If not solved yet… free memory… previously generated not-used embedding, models etc…
del all_embs, (model_names…), (model_input_names) import gc; gc.collect() time.sleep(10)
I am also getting the same error in TF 1.8.0 also in the latest version.
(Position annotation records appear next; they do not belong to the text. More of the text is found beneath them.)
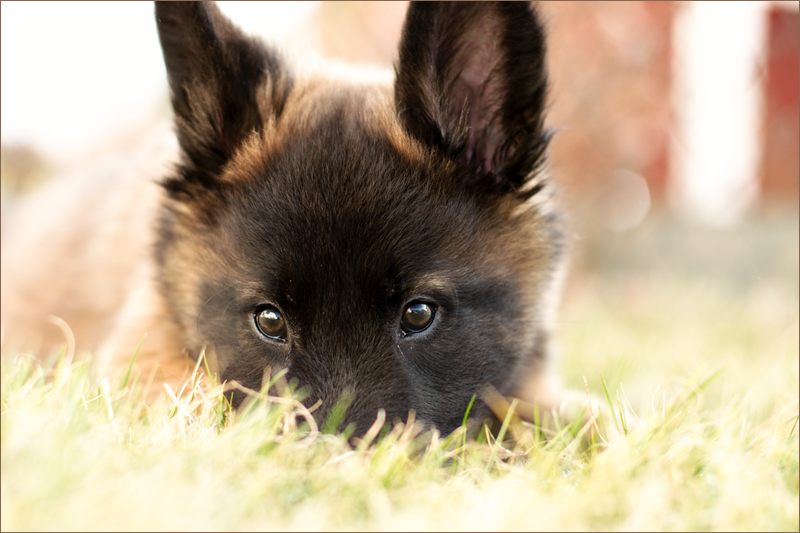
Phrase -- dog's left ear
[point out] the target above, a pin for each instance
(471, 81)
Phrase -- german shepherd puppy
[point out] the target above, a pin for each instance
(395, 242)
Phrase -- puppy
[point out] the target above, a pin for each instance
(395, 242)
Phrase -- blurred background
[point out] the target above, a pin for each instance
(676, 152)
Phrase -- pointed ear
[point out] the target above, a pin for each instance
(471, 80)
(223, 85)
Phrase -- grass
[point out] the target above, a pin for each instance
(707, 364)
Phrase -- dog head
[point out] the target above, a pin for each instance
(390, 242)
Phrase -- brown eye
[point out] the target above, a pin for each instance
(417, 317)
(270, 323)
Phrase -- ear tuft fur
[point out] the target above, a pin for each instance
(471, 81)
(223, 84)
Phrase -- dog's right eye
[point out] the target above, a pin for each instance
(417, 317)
(270, 323)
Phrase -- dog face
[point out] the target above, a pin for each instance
(391, 243)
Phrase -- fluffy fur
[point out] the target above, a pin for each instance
(339, 204)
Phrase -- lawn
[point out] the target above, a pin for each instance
(695, 332)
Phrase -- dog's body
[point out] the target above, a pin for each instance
(393, 242)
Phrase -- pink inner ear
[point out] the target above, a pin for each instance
(476, 86)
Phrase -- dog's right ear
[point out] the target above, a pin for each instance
(224, 85)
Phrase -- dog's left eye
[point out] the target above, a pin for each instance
(417, 317)
(270, 323)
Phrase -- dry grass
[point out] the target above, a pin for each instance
(708, 365)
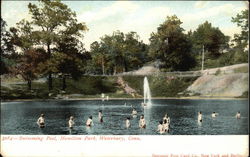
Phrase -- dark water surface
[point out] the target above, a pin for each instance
(21, 117)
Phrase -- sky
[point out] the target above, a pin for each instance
(143, 17)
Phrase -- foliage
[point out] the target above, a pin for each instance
(213, 40)
(171, 46)
(28, 64)
(118, 52)
(55, 24)
(242, 21)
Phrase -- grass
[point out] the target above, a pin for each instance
(243, 69)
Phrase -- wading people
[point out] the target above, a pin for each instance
(100, 116)
(71, 122)
(127, 122)
(165, 117)
(214, 114)
(142, 122)
(41, 121)
(237, 115)
(166, 126)
(199, 116)
(160, 127)
(89, 122)
(134, 112)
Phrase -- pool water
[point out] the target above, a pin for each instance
(20, 117)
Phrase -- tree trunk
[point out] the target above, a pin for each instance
(64, 83)
(50, 75)
(103, 70)
(29, 84)
(114, 70)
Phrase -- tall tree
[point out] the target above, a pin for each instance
(242, 21)
(28, 65)
(170, 45)
(50, 18)
(118, 52)
(8, 54)
(213, 40)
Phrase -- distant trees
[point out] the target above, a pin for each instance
(118, 52)
(53, 28)
(241, 20)
(213, 40)
(241, 47)
(170, 45)
(54, 21)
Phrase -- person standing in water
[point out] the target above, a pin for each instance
(134, 112)
(71, 122)
(166, 126)
(100, 116)
(160, 128)
(89, 122)
(165, 117)
(237, 115)
(41, 121)
(199, 116)
(127, 122)
(213, 115)
(142, 122)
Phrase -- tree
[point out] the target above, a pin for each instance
(170, 45)
(118, 52)
(242, 41)
(64, 65)
(8, 54)
(53, 20)
(242, 21)
(28, 64)
(213, 40)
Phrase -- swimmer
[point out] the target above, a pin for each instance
(127, 122)
(134, 112)
(71, 122)
(165, 126)
(165, 117)
(237, 115)
(41, 121)
(100, 116)
(142, 122)
(143, 104)
(89, 122)
(160, 128)
(213, 115)
(199, 116)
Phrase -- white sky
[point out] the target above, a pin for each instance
(143, 17)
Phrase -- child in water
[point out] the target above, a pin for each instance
(127, 122)
(100, 116)
(142, 122)
(41, 121)
(214, 114)
(165, 126)
(71, 122)
(199, 116)
(134, 112)
(89, 122)
(160, 128)
(237, 115)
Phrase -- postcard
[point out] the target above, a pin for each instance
(124, 78)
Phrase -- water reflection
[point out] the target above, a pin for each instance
(20, 118)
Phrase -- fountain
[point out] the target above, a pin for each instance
(146, 93)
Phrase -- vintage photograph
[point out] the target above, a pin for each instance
(124, 68)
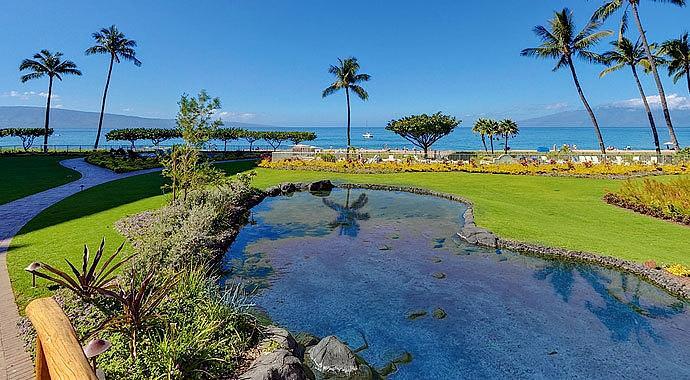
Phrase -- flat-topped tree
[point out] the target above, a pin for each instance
(560, 41)
(27, 135)
(227, 134)
(423, 130)
(300, 137)
(250, 136)
(51, 65)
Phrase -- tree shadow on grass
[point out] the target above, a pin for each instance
(111, 195)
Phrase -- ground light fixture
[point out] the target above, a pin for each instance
(94, 348)
(32, 268)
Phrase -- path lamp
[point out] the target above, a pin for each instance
(95, 348)
(32, 268)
My machine is 3x NVidia Tesla P40 22GB
raise type(e)(node_def, op, message) tensorflow.python.framework.errors_impl.InternalError: Dst tensor is not initialized. [[Node: conv4_22_1x1_increase/Conv2D-0-1-TransposeNCHWToNHWC-LayoutOptimizer/_2025 = _Recvclient_terminated=false, recv_device=“/job:localhost/replica:0/task:0/device:GPU:1”, send_device=“/job:localhost/replica:0/task:0/device:GPU:0”, send_device_incarnation=1, tensor_name=“edge_3008_conv4_22_1x1_increase/Conv2D-0-1-TransposeNCHWToNHWC-LayoutOptimizer”, tensor_type=DT_FLOAT, _device=“/job:localhost/replica:0/task:0/device:GPU:1”]] [[Node: adversarial/Mean/_3087 = _Recvclient_terminated=false, recv_device=“/job:localhost/replica:0/task:0/device:CPU:0”, send_device=“/job:localhost/replica:0/task:0/device:GPU:1”, send_device_incarnation=1, tensor_name=“edge_5391_adversarial/Mean”, tensor_type=DT_FLOAT, _device=“/job:localhost/replica:0/task:0/device:CPU:0”]]
Yeah, verified I have a CL that fixes this, submitting it internally now.